C’est donc en regardant les choses sous l’angle philosophique que l’on comprend pour quelles raisons on ne fermera pas les bourses, ni n’interdira les paris sur les fluctuations : à moins que de remettre en cause tout l’équilibre du monde (et la domination de l’argent et du pouvoir unis contre la justice sociale, au nom de la liberté et de la concurrence), personne ne peut envisager la mise en place de ces deux mesures. Car si une telle mesure était prise, tous les gouvernements des pays riches se trouveraient très vite sur la paille, les entreprises quittant les territoires concernés pour aller s’installer ailleurs… nous conduisant rapidement dans la position des ces immigrés sur qui l’on jette l’opprobre.

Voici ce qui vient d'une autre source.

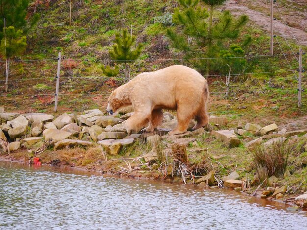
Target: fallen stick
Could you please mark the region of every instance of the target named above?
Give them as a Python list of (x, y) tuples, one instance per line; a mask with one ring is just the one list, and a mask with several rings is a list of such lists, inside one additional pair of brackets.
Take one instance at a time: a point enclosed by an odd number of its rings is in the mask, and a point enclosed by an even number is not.
[(254, 193), (253, 194), (253, 196), (255, 196), (255, 195), (256, 195), (256, 193), (257, 193), (257, 191), (258, 191), (258, 190), (260, 188), (260, 187), (262, 186), (262, 185), (263, 184), (263, 183), (264, 183), (265, 181), (266, 181), (266, 179), (268, 178), (266, 177), (264, 180), (263, 180), (263, 181), (262, 182), (262, 183), (260, 184), (260, 185), (259, 185), (258, 186), (258, 187), (257, 188), (257, 189), (256, 190), (255, 190), (255, 191), (254, 192)]

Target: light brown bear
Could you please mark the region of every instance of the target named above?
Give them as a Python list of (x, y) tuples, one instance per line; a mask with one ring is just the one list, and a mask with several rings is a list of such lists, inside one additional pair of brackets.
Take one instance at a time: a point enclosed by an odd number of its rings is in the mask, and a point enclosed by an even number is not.
[(128, 134), (144, 129), (152, 132), (162, 121), (163, 109), (177, 110), (177, 127), (169, 135), (186, 132), (191, 119), (193, 129), (208, 124), (207, 81), (197, 71), (181, 65), (171, 66), (143, 73), (116, 89), (108, 100), (107, 111), (113, 114), (120, 107), (132, 105), (134, 112), (126, 122)]

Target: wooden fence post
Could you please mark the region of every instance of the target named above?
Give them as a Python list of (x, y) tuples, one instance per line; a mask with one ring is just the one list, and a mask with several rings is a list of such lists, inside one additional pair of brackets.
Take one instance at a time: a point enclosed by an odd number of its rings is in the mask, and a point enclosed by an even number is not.
[(231, 71), (231, 68), (229, 68), (229, 73), (228, 76), (226, 74), (226, 98), (228, 98), (228, 92), (229, 92), (229, 82), (230, 80), (230, 72)]
[(59, 95), (59, 86), (60, 85), (60, 71), (61, 70), (61, 52), (59, 52), (59, 56), (57, 58), (57, 72), (56, 73), (56, 88), (55, 89), (54, 112), (57, 111), (57, 101)]
[(301, 98), (302, 96), (302, 55), (303, 54), (303, 50), (300, 47), (299, 54), (299, 88), (298, 89), (299, 91), (299, 102), (298, 106), (299, 107), (300, 107), (302, 105)]

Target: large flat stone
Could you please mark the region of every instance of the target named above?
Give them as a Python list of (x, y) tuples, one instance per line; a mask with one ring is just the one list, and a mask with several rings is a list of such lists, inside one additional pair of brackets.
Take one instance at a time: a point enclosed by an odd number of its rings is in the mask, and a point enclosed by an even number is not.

Alors qu’une fois les pouvoirs financier et politique associés, la justice dépendante et les libertés contrôlées, c’est à un bien meilleur avenir qu’ils s’occupent, comme tous les gouvernants de tous les pays en difficulté, et à toutes les époques : aller chercher les richesses là où elles se trouvent, comme en Irak ou en Iran… on attaque la population, on détruit son infrastructure, on place un nouveau chef, on asservit la population, et on la fait travailler pour pas cher au profit de nos monopoles qui servent les intérêts communs des deux précédents pouvoirs… en nous laissant un peu tranquilles… même si cela est injuste.
La seule question reste de savoir si, comme à l’époque coloniale, on se battra aussi ensemble…
Alors, pour toutes ces raisons, non monsieur Lordon, non monsieur Jorion, ce n’est pas les bourses qu’il faut supprimer ni les paris, mais l’argent. Si on veut aller jusqu’au bout de votre raisonnement, la seule manière d’atteindre à la fois la justice et de conserver la liberté, c’est de supprimer l’argent. Et assumer le fait qu’il faut cesser de faire de l’économie, pour retourner à la philosophie.